When discussing data ethics and how algorithms should be used to make decisions about people, one criterion that often comes up is that models should be “interpretable” or “explainable.” An inscrutable algorithm that produces accurate predictions but whose predictions cannot be examined or explained leaves no avenue for due process; an algorithm that gives predictions based on clear rules can be challenged when one of the rules is obviously wrong or biased.
But how do we produce explainable models, and is explainabaility enough?
See also Privacy and surveillance for more on the power dynamics of possessing and using data, and Machine learning and law on legal implications.

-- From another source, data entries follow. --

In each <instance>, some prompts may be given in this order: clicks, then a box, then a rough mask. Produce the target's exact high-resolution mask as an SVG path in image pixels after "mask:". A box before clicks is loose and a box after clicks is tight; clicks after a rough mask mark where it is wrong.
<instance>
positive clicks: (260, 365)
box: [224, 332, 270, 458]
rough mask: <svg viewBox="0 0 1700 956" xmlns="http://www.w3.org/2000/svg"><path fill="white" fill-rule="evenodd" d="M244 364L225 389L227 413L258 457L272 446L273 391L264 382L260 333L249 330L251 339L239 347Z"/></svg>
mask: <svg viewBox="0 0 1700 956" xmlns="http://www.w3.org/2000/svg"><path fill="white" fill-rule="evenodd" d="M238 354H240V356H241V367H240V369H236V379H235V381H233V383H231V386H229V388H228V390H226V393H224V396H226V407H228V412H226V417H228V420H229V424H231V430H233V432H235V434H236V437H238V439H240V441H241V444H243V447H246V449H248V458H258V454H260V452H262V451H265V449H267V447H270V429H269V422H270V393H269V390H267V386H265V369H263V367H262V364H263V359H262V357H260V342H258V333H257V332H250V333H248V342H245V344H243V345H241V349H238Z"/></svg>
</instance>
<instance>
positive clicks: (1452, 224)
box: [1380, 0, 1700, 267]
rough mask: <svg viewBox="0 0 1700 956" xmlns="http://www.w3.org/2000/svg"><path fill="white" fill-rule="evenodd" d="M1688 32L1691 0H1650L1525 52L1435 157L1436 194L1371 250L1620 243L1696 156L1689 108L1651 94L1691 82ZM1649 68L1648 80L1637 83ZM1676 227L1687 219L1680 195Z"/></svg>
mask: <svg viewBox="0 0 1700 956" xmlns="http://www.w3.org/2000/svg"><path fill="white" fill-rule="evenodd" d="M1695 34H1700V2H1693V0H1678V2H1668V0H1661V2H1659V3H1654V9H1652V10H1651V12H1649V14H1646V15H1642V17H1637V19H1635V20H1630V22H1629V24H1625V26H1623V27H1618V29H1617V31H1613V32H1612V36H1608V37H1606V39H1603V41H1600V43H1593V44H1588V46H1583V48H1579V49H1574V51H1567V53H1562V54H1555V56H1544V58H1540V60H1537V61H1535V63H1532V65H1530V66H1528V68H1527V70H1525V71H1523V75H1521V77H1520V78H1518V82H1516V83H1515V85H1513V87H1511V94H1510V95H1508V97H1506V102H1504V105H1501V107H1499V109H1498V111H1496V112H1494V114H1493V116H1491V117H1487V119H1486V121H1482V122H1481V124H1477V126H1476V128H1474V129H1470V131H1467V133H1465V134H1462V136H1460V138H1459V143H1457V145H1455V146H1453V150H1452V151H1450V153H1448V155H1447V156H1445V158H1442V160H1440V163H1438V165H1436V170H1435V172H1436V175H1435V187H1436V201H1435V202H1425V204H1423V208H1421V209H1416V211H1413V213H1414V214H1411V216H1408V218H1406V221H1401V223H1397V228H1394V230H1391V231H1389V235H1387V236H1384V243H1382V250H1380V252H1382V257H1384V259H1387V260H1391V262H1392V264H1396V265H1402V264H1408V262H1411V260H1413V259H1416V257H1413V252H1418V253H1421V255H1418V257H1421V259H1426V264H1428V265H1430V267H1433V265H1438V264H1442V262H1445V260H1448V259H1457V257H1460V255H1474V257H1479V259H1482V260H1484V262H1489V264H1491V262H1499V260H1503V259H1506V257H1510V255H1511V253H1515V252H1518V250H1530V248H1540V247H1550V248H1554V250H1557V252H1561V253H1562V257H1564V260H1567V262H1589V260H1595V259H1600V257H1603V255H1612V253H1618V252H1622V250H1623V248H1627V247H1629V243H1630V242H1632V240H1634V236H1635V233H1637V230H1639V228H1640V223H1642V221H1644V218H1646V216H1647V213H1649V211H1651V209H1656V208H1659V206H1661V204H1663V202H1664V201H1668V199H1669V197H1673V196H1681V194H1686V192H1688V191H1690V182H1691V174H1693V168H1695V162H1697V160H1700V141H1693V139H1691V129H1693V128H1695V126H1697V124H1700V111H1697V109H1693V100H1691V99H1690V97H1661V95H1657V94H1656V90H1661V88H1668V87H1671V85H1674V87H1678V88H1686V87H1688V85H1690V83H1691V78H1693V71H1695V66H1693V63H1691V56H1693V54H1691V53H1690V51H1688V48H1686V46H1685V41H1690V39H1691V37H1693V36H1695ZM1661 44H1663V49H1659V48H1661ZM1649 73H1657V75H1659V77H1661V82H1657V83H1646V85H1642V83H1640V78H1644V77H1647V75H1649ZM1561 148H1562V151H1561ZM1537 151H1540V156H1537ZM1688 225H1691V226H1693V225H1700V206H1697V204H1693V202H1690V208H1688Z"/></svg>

Andrew D. Selbst and Solon Barocas, “The Intuitive Appeal of Explainable Machines”, Fordham Law Review (2018). https://ssrn.com/abstract=3126971
Argues that calls for explainable decisions are not quite enough. Decision-making models can be inscrutable, meaning they are too complex to be easily understood, but even scrutable models can be non-intuitive: they can pick out relationships we cannot explain and which are not obviously connected to the outcome measure. We can require explanations of individual decisions, but inscrutable models are difficult to explain and non-intuitive explanations are difficult to understand; further, if the goal is to detect disparate outcomes or bias, we need to see the whole method, not just individual decisions. Advocates instead for documentation of model-building decisions so the construction of the model can be justified as well as its decisions, and which takes into account the purposes for which the model is used as well as the ways it makes decisions. (A perfectly scrutable and intuitive model can be used for hidden nefarious purposes.)
Rudin, C. (2019). Stop explaining black box machine learning models for high stakes decisions and use interpretable models instead. Nature Machine Intelligence, 1, 206–215. doi:10.1038/s42256-019-0048-x
Argues that
Discusses some examples where interpretability was very useful (such as a group who “noticed that their neural network was picking up on the word ‘portable’ within an x-ray image, representing the type of x-ray equipment rather than the medical content of the image”). Reviews some recent work on algorithms to produce high-performance interpretable models, such as to produce optimal rule lists or sparse points-based scoring systems. These problems are still quite hard to solve, primarily because the optimization problems are intractable, but there is some progress.